Docteur Imago / Un article publié dans la revue European Journal of Radiology [1] s’interroge sur l’efficacité de la double lecture en mammographie. Quelle est votre opinion à ce sujet ?
Isabelle Doutriaux-Dumoulin / Cette méta-analyse reprend quatre publications qui montrent que la double lecture aboutit à détecter plus de cancers mais que cette différence n’est pas statistiquement significative. Elle aurait, de plus, l’inconvénient de faire grimper le taux de faux positifs. Les auteurs concluent donc à l’absence de bénéfice en termes de coût-efficacité de la deuxième lecture par rapport à une simple lecture. Toutefois, les études qu’ils ont rassemblées se basent sur des modes de dépistage différents du nôtre. On peut se demander si cette revue de littérature est transposable aux résultats français. La question de l’efficacité mérite cependant d’être posée car la double lecture a un coût.
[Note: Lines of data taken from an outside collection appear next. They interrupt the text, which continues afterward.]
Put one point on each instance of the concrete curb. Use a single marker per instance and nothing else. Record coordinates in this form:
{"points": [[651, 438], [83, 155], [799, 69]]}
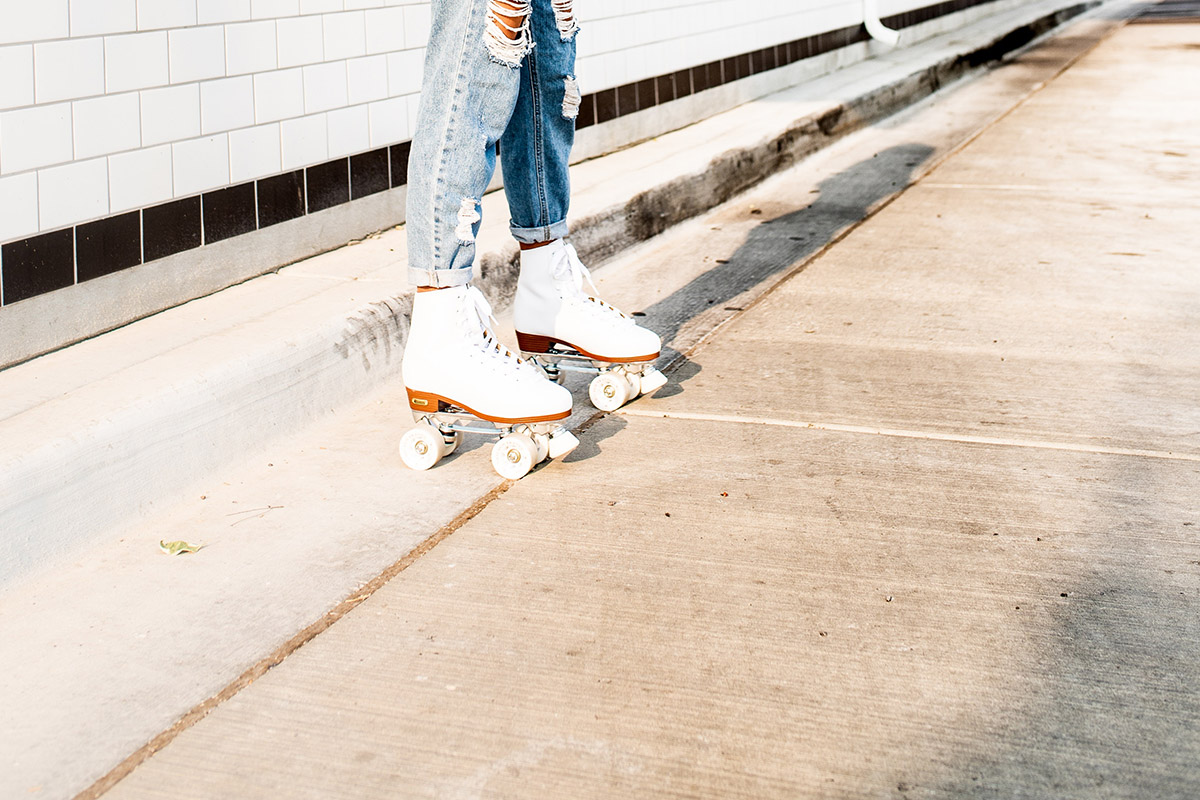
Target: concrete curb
{"points": [[287, 353]]}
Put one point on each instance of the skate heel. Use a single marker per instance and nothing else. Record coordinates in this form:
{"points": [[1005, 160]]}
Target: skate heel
{"points": [[533, 343], [423, 402]]}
Docteur Imago / En quoi notre dépistage est-il particulier par rapport aux autres pays ?
Isabelle Doutriaux-Dumoulin / Il est décentralisé. Après invitation, les femmes vont chez le radiologue agréé de leur choix, au plus près de chez elles. Dans beaucoup d’autres pays, elles doivent se rendre dans des centres de dépistage. En France, les radiologues qui font du dépistage doivent lire plus de 500 mammographies par an. Ceux qui interviennent dans les quatre publications citées par Margarita Posso et coll. ne font que ça. Ils lisent entre 1700 et 5000 mammographies par an. L’expertise est donc très différente.
Docteur Imago / Et en ce qui concerne la lecture des examens ?
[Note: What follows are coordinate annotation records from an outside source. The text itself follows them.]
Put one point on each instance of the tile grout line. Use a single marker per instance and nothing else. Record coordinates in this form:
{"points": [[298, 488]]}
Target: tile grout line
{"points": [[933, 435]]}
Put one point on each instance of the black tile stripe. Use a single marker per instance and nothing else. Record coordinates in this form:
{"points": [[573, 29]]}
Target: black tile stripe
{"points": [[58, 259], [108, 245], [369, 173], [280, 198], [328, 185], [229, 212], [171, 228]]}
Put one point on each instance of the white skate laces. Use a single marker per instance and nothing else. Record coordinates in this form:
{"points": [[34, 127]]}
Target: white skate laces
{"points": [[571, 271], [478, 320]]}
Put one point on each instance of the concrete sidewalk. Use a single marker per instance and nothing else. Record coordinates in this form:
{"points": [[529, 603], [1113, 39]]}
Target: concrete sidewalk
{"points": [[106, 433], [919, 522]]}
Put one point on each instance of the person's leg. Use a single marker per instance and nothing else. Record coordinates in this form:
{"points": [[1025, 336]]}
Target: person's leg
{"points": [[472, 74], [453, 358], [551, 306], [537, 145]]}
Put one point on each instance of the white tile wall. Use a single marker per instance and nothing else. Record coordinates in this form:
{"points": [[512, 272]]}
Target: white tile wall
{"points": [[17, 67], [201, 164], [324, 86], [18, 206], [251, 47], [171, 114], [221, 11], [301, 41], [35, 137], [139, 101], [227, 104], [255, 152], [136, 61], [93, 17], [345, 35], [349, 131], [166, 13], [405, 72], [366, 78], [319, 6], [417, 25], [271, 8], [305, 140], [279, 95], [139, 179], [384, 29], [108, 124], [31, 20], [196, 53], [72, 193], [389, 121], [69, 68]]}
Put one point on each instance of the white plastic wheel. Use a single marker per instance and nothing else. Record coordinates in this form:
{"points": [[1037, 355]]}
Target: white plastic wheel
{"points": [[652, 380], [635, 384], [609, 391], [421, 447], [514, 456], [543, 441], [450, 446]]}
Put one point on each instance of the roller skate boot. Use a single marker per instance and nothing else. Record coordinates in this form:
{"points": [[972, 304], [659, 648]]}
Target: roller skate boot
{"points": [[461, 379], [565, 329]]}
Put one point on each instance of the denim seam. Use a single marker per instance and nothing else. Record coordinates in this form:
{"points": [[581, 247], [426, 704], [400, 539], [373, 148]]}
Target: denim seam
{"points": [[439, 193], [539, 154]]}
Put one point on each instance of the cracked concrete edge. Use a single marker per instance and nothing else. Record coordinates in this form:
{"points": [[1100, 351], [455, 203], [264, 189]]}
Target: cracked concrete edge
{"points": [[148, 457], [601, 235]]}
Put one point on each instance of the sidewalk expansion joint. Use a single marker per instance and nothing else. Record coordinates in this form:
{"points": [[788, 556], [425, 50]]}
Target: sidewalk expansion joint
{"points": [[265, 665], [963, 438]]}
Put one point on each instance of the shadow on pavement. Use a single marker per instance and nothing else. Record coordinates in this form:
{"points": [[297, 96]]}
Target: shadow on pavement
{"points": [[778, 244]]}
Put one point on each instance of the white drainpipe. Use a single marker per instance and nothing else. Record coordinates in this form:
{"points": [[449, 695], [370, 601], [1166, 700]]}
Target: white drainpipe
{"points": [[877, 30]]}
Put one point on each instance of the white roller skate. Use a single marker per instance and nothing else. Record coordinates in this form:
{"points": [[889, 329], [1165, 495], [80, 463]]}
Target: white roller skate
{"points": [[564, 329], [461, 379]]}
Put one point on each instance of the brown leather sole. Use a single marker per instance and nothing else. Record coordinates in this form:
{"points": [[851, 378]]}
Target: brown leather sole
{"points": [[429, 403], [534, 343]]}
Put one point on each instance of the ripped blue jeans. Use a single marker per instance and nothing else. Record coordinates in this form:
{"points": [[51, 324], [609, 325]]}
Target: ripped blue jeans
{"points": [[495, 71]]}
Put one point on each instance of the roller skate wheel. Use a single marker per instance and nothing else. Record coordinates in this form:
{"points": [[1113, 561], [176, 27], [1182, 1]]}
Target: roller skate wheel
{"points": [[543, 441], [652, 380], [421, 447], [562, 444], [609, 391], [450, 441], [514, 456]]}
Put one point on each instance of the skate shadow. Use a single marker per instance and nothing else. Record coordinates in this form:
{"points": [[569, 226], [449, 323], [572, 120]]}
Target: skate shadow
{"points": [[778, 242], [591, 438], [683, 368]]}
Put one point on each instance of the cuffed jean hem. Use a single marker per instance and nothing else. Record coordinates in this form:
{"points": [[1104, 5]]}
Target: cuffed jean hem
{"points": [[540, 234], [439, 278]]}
L’autre trait propre à la France, c’est que la seconde lecture centralisée, réalisée au centre de gestion de dépistage, ne concerne que les mammographies interprétées comme normales par le premier radiologue. Dans la méta-analyse que vous citez, tous les examens de dépistage sont vus par un deuxième lecteur. Il y a ensuite un troisième lecteur, ou un panel de lecteurs, qui relit tous les dossiers positifs discordants des lecteurs 1 et 2. C’est ce qu’on appelle une double lecture avec consensus. En France, le premier lecteur prend en charge les dépistages positifs et n’envoie en deuxième lecture que les dépistages normaux. Les dépistages positifs du deuxième lecteur s’ajoutent ensuite aux positifs du premier lecteur.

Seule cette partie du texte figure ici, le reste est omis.